One channel is easy. Two channels is where things break. The moment you add Amazon on top of Shopify, or plug in TikTok Shop, or start selling wholesale through a portal, the operations problem multiplies. Different SKUs, different stock counts, different fulfillment rules, all pretending to be the same business.
The Operations Problem for Multi-Channel Operators
Here is the failure mode. Shopify says you have 80 units of your hero SKU. Amazon says you have 45. The 3PL actually has 52. Someone placed a big order on Shopify, nobody updated Amazon, and now Amazon oversells by 12 units. You scramble to fulfill, Amazon dings your seller metrics, and your listing loses the buy box for a week.
Now scale that across 40 SKUs and three channels. Nobody can keep up.
Listings have the same problem. You update product copy on Shopify and forget to update it on Amazon. You launch a new variant and it shows up on one channel three weeks before the other.
Orders add the final layer. Amazon orders need to route to FBA or FBM depending on the SKU. Shopify orders need to route to the right 3PL based on region. Wholesale orders need to route to a pick-pack setup that handles case quantities. Every routing rule is sitting in someone's head.
The System We Build
We treat the multi-channel stack as a hub and spoke. One system is the source of truth for inventory, orders, and listings. Every channel reads from or writes to that hub.
Inventory hub. Usually Shopify if you are Shopify-native, sometimes a dedicated platform like Cin7 or Linnworks, sometimes a custom Supabase table. The hub holds one number per SKU per warehouse. Every channel syncs to that number every 15 to 30 minutes. Safety buffers get applied per channel. Amazon might see 90% of available stock so you never oversell.
Order ingestion. Orders flow from every channel into a central order queue. Amazon via SP-API. Shopify via webhook. TikTok Shop via their API. Wholesale via a portal scrape or EDI feed.
Order routing. Rules engine assigns each order to the right fulfillment path. Amazon FBA orders do not route anywhere. Amazon FBM orders route to your 3PL. Shopify orders route by region. Wholesale orders route to your pick-pack partner. Exceptions flag to Slack.
Listing sync. Product master lives in one place. Channel-specific overrides get stored alongside, because Amazon wants bullet points and Shopify wants rich text. When the product master updates, a sync job pushes the right format to each channel.
Pricing logic. Prices can differ by channel, but they should differ on purpose. We build a pricing table where each SKU has a Shopify price, an Amazon price, a wholesale price, and a promotional override.

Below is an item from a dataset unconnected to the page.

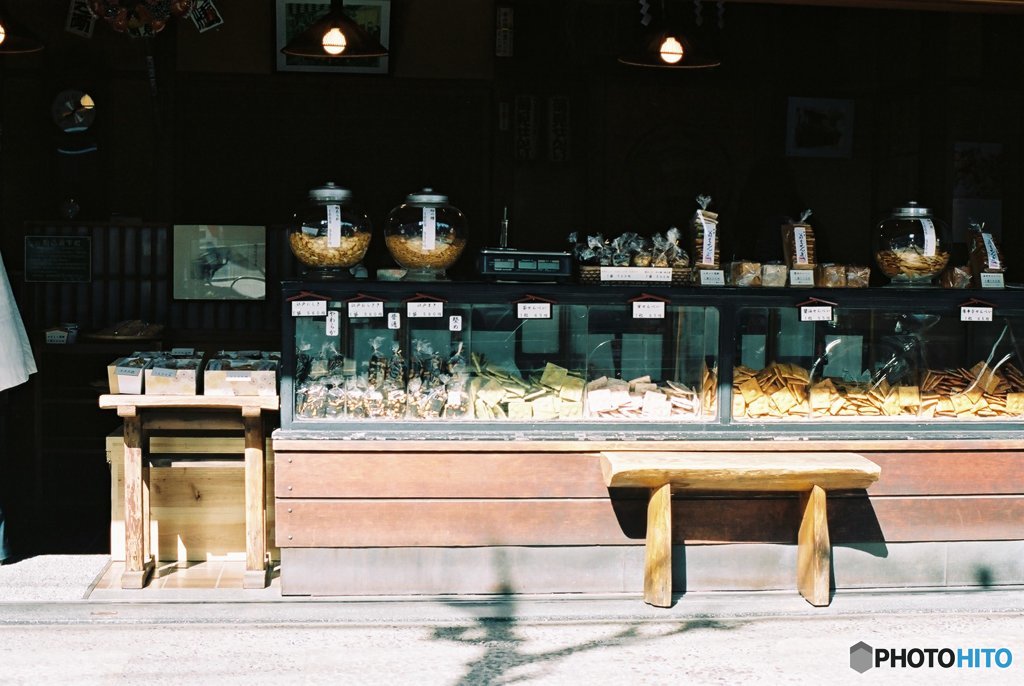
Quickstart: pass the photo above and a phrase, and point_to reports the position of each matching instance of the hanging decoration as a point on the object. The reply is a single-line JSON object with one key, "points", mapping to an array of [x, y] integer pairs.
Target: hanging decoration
{"points": [[139, 17]]}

Reconciliation. Nightly job compares inventory across the hub, each channel, and the 3PL. Discrepancies above a threshold trigger an alert. Most brands run for months without ever comparing these numbers and are shocked at how far they drift.
What Changes After
Oversells drop close to zero. That alone pays for the build, because oversells on Amazon do more damage than the refunded order. They hit seller metrics, push you out of the buy box, and take weeks to recover from.

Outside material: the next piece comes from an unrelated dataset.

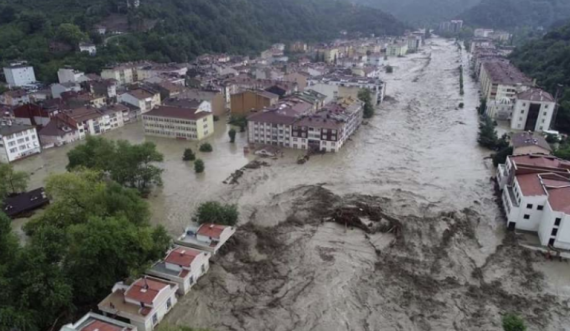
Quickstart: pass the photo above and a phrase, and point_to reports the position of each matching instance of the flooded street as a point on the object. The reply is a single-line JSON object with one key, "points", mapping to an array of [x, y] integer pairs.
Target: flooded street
{"points": [[443, 261]]}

Inventory planning gets accurate. You know when to reorder, when to run promotions to clear slow movers, and when to pull inventory out of FBA to route through FBM instead.
The ops team stops being inventory reconcilers. We have seen brands reclaim a full-time headcount worth of manual work after this build ships.
Common Objections
"We use a multi-channel platform already." The platforms are good at the basics. They are less good at custom routing rules, at pricing logic that spans channels, and at the reconciliation layer.
"Amazon is only 10% of our business." Until it is 30%. Building the hub before it hurts is cheaper than building it after a bad oversell.
"This is too complex to trust to automation." The opposite. Manual multi-channel inventory is where mistakes live.
When This Makes Sense
Worth building once you are running more than two channels, carrying meaningful SKU counts, and doing real volume on your secondary channel. It does not make sense if your SKU catalog is about to get restructured or you are still deciding which channels to commit to.